我认为最好检查'}'作为当前块的结尾,然后将yield return
放在那里。虽然您无法使用正则表达式解析整个文件,但您可以使用正则表达式搜索行内的键值对。以下迭代器代码应该可以工作。它只返回REPLICATE块的dictonaries。
// Check for lines that are a key-value pair, separated by whitespace.
// Note that value is optional
static string partPattern = @"^(?<Key>\w*)(\s+(?<Value>\.*))?$";
static IEnumerable<IDictionary<string, string>> ReadParts(string path)
{
using (var reader = File.OpenText(path))
{
string line;
while ((line = reader.ReadLine()) != null)
{
// Ignore lines that just contain whitespace
if (string.IsNullOrWhiteSpace(line)) continue;
// This is a new replicate block, start a new dictionary
if (line.Trim().CompareTo("REPLICATE") == 0)
{
yield return parseReplicateBlock(reader);
}
}
}
}
private static IDictionary<string, string> parseReplicateBlock(StreamReader reader)
{
// Make sure we have an opening brace
VerifyOpening(reader);
string line;
var currentDictionary = new Dictionary<string, string>();
while ((line = reader.ReadLine()) != null)
{
// Ignore lines that just contain whitespace
if (string.IsNullOrWhiteSpace(line)) continue;
line = line.Trim();
// Since our regex used groupings (?<Key> and ?<Value>),
// we can do a match and check to see if our groupings
// found anything. If they did, extract the key and value.
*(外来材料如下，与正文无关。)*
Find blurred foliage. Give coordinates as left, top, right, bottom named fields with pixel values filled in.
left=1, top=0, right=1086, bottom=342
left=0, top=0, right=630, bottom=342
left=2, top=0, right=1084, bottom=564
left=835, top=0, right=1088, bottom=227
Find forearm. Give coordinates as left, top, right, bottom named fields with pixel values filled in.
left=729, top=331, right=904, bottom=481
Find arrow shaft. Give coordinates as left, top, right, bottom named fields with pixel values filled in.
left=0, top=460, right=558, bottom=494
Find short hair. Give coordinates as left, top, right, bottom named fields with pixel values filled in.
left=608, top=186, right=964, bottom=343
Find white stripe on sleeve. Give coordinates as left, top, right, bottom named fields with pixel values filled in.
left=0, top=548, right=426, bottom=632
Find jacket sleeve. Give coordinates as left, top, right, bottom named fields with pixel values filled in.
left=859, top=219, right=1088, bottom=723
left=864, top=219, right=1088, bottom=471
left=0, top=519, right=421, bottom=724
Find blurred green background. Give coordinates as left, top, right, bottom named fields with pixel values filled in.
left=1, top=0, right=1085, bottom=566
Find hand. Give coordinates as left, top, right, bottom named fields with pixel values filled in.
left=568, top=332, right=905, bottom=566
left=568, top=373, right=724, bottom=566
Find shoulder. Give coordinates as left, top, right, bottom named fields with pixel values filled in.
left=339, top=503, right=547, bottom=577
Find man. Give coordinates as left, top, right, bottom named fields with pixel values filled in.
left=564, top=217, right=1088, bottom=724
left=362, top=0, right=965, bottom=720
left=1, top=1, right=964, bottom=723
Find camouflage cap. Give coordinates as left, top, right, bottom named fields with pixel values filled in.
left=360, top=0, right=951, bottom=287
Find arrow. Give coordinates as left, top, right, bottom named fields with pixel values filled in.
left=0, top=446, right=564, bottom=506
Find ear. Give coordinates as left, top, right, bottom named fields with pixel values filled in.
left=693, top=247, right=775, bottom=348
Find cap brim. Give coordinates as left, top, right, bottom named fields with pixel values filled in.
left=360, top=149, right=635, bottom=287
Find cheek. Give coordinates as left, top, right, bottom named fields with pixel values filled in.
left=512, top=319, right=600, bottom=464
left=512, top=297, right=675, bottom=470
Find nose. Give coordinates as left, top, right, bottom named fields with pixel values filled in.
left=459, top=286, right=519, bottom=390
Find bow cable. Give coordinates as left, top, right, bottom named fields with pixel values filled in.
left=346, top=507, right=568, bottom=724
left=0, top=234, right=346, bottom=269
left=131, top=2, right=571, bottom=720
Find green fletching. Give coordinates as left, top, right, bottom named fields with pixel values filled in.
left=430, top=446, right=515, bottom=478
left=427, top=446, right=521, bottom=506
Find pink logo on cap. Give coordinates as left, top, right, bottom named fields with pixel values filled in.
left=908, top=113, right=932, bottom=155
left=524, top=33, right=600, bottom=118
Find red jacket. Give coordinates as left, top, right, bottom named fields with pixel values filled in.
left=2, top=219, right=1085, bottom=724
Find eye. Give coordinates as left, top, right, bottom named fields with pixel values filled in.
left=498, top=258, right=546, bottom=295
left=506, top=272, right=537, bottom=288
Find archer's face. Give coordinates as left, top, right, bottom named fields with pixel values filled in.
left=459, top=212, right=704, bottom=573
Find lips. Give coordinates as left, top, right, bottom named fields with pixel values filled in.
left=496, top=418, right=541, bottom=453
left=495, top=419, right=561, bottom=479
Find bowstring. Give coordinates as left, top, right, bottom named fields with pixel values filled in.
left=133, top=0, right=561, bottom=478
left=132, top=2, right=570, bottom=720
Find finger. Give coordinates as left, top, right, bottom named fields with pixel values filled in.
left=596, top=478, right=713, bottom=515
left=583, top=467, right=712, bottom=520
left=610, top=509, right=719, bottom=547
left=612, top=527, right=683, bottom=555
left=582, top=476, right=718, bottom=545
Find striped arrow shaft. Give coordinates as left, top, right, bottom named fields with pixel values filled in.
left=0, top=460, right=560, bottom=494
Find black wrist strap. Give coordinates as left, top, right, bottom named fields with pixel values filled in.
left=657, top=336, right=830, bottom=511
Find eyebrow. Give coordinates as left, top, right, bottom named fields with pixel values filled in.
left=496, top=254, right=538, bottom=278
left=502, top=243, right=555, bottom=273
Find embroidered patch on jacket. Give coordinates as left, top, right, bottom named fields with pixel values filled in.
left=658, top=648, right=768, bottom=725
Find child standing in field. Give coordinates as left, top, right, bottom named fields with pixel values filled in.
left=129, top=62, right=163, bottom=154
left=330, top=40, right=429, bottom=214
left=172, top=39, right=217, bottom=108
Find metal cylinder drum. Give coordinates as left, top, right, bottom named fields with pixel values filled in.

Match m = Regex.Match(line, partPattern);
if (m.Groups["Key"].Length > 0)
{
currentDictionary.Add(m.Groups["Key"].Value, m.Groups["Value"].Value);
}
else if (line.CompareTo("}") == 0)
{
return currentDictionary;
}
}
// We exited the loop before we found a closing brace, throw an exception
throw new ApplicationException("Missing closing brace");
}
private static void VerifyOpening(StreamReader reader)
{
string line;
while ((line = reader.ReadLine()) != null)
{
// Ignore lines that just contain whitespace
if (string.IsNullOrWhiteSpace(line)) continue;
if (line.Trim().CompareTo("{") == 0)
{
return;
}
else
{
throw new ApplicationException("Missing opening brace");
}
}
throw new ApplicationException("Missing opening brace");
}
更新:我确保正则表达式字符串包含没有值的情况。此外,如果修改了正则表达式字符串,则组索引全部更改为使用组名以避免任何问题。